Spanish lawyer, businessman and politician (1923–2020)

Eduardo Carriles (1923–2020) was a Spanish lawyer, businessman and politician who served as the minister of finance between 1976 and 1977.

==Biography==
Carriles was born in Santander on 28 November 1923. He was a lawyer by profession. He served as the general secretary of a company, Aeronáutica Industrial, and director of various other companies. Carriles was part of the reformist Tácito group, but he left the group with others to establish the Unión Democrática Española.

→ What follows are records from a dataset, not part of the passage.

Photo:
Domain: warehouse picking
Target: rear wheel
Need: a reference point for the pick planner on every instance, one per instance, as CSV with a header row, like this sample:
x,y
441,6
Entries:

Carriles was part of the Unión when he was appointed minister of finance to the cabinet led by Adolfo Suárez on 7 July 1976. In the cabinet Carriles and other ministers, including Leopoldo Calvo Sotelo, Andrés Reguera, Landelino Lavilla, Enrique de la Mata, Marcelino Oreja and Alfonso Osorio, were called Tácito group due to their previous involvement in the movement. Like previous finance ministers Carriles could not manage to reduce economic crisis experienced in Spain in the period 1973–1977. His term as minister of finance ended on 4 July 1977.

Carriles married Carola Díaz de Bustamante in 1950, and they had eight children. He was the recipient of Knight Grand Cross of the Order of Charles III. He died on 12 January 2020. The funeral was held in the Church of San Francisco de Borja, Madrid, on 6 February.